Años perdidos
A ver ahora Luis Aguilé, el autor de la oda a Marina d'Or, qué diablos canta. Marina d'Or es el penúltimo episodio, más de doscientos trabajadores a la calle. El expediente de regulación de empleo anunciado ayer sigue a los de Lladró y Ford, o a suspensiones de pagos como la de Llanera, por citar algunas de las estrellas más rutilantes del firmamento empresarial valenciano. Ahora, al volver la vista atrás, queda más ridículo que nunca el falso crecimiento de estos años de supuesta bonanza, tiempo perdido. No es ya que el crecimiento de estos años fuera insostenible, sino que además era quimérico como la falsa moneda de las grandes finanzas. Pero a aquellos que en los tiempos del boom se atrevieron a decirlo, los llamaron agoreros y poco menos que los tacharon de apocalípticos.

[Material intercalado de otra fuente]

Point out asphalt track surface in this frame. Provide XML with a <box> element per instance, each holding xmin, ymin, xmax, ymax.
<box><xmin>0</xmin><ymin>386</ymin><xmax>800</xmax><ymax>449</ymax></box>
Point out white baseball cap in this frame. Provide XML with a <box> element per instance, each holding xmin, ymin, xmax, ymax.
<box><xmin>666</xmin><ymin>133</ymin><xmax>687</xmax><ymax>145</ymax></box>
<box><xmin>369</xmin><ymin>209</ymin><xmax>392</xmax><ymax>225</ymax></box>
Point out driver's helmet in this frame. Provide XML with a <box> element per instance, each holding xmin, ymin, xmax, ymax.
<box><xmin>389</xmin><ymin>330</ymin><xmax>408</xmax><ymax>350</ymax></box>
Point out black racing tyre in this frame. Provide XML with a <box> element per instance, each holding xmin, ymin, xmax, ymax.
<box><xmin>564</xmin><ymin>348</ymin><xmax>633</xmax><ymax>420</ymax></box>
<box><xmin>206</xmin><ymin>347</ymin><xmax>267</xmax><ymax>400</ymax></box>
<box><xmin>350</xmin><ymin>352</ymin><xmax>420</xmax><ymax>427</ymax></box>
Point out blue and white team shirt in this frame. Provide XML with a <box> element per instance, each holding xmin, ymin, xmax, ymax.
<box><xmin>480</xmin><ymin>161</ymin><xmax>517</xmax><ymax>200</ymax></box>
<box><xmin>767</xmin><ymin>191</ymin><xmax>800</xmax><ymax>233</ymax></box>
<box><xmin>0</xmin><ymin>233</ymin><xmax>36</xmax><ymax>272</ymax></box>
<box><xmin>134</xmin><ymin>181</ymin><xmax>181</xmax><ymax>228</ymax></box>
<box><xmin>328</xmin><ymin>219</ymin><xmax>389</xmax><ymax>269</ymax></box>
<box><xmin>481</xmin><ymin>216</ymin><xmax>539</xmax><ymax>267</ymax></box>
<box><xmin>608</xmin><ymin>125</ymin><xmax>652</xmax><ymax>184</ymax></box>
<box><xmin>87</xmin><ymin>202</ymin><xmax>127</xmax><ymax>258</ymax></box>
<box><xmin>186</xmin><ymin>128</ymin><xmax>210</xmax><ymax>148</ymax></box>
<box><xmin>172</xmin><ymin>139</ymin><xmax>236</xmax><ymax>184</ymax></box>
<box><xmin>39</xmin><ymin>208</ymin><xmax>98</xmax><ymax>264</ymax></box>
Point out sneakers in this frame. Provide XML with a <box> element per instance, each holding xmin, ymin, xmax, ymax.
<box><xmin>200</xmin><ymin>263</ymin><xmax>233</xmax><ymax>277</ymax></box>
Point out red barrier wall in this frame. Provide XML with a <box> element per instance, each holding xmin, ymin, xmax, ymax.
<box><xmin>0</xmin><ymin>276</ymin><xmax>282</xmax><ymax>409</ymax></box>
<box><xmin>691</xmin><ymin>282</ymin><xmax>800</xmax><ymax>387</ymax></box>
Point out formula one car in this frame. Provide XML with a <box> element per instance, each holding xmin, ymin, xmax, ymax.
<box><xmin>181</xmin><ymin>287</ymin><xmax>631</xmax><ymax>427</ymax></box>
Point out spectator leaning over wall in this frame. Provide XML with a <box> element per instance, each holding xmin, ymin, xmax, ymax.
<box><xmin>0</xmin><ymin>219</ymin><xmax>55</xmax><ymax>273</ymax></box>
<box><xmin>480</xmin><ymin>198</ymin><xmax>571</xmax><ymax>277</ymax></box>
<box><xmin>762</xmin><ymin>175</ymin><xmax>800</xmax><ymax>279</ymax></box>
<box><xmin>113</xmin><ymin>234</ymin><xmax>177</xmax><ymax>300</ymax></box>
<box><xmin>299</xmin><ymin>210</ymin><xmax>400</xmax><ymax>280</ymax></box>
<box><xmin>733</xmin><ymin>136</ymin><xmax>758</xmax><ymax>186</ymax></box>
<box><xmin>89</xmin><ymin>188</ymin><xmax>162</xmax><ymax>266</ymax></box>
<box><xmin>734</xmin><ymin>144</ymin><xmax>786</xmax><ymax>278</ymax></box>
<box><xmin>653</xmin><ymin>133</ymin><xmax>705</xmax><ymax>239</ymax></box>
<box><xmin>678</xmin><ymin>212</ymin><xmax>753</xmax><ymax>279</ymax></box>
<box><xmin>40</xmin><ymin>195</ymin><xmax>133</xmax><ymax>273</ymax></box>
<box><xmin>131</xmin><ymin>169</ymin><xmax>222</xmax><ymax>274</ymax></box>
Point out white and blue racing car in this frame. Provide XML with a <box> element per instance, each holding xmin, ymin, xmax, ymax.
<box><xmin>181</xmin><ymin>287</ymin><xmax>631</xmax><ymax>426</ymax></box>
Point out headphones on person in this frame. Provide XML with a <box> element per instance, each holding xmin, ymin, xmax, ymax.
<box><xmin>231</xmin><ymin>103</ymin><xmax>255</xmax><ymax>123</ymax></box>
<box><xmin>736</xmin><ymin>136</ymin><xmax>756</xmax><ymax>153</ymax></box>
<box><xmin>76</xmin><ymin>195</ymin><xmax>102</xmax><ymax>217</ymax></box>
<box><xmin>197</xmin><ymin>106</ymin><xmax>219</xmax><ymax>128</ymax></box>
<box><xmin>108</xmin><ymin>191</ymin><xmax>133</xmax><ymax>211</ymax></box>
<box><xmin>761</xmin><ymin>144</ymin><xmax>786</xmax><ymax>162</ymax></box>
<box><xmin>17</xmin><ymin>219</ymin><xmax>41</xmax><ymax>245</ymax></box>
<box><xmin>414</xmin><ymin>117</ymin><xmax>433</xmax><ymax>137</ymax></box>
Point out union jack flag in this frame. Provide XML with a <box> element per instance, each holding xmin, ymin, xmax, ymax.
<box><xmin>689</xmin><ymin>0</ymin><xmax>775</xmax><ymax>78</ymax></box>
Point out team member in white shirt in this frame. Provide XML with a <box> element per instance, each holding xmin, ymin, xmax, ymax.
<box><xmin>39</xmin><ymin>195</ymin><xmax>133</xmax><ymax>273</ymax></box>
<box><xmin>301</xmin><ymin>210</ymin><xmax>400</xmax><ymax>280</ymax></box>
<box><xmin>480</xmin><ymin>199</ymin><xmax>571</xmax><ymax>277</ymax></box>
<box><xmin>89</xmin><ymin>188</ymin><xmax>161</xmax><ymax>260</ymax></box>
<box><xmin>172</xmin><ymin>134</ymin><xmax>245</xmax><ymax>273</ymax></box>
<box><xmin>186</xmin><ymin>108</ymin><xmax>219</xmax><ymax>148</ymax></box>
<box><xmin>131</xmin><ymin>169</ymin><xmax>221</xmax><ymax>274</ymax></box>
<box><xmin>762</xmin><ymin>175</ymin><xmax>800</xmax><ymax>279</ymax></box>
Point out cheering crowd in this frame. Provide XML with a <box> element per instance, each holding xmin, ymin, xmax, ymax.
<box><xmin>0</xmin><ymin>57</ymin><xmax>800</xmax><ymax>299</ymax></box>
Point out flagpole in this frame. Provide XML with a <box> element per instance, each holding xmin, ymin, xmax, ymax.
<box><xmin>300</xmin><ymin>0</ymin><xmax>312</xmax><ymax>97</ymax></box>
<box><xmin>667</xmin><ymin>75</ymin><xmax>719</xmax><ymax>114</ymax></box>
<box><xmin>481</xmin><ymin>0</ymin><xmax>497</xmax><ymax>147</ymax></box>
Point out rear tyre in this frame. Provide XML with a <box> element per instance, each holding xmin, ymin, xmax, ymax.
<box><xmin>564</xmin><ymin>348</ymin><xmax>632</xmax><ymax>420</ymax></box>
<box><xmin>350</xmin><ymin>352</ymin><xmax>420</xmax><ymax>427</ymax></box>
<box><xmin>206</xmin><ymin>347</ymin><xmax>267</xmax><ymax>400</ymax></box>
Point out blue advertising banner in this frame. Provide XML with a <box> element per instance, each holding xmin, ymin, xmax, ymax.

Y eso que, según aseguran, ¡ahora!, los expertos, lo peor está por llegar.
Dicen que la política es el arte de lo posible y que su misión es inventar el futuro ¿Pero el futuro era esto? Las bellas palabras sobre la importancia de invertir en I+D se han quedado en eso, en pura retórica de vendedor de feria de las vanidades por la que en estos años de vacas gordas han desfilado las primeras figuras del universo mundo subidas a grandes veleros, coches de carreras o al bendito papamóvil. Años en los que se nos dijo que el Dorado era Terra Mítica, se nos aseguró que la tierra prometida era Mundo Ilusión o se nos quiso hacer creer que al paraíso se podía llegar en un fórmula 1. Eduardo Zaplana, Carlos Fabra y Francisco Camps, tres apóstoles de un mismo discurso. Lo dice un personaje de Oscar Wilde: no hay nada más lamentable que hablar como un tratante de ganado, sobre todo cuando no se es un tratante de ganado.
Y sin embargo, la amenaza de las recalificaciones urbanísticas sigue, mientras las encuestas auguran mayorías de vértigo para los grandes gestores de la depredación. ¿Qué hacer? ¿Queda algún resquicio para el optimismo de la voluntad cuando el pesimismo de la inteligencia es tan grande? Tal vez sólo nos quede la ironía, el asalto de la risa, ante el que decía Mark Twain, nada se sostiene en pie, aunque solo sea para que nuestras arrugas sean el gesto de viejas sonrisas. Un Mark Twain que pensaba que nuestras vidas serían infinitamente más felices si pudiéramos nacer con ochenta años y progresivamente acercarnos a los dieciocho, o incluso, como le gustaría a mi padre, a los cinco. Entonces todo nos parecería más grande, o por lo menos más hermoso. Decía el creador de Huckleberry Finn que cuando un hombre regresa a la casa de su infancia, siempre resulta que se ha encogido; no hay ninguna casa que sea tan grande como uno la recuerda.
¿El futuro era esto? Probablemente las casas de nuestra infancia han desaparecido víctimas de la especulación urbanística, como tantos paisajes que solo quedan ya en nuestra memoria. Así que en busca del tiempo perdido, solo nos quedan los placeres de la amistad, del buen cine, de la música y de la literatura. No está mal. Carpe diem y el último en salir que apague la luz... si es que no nos la han cortado ya.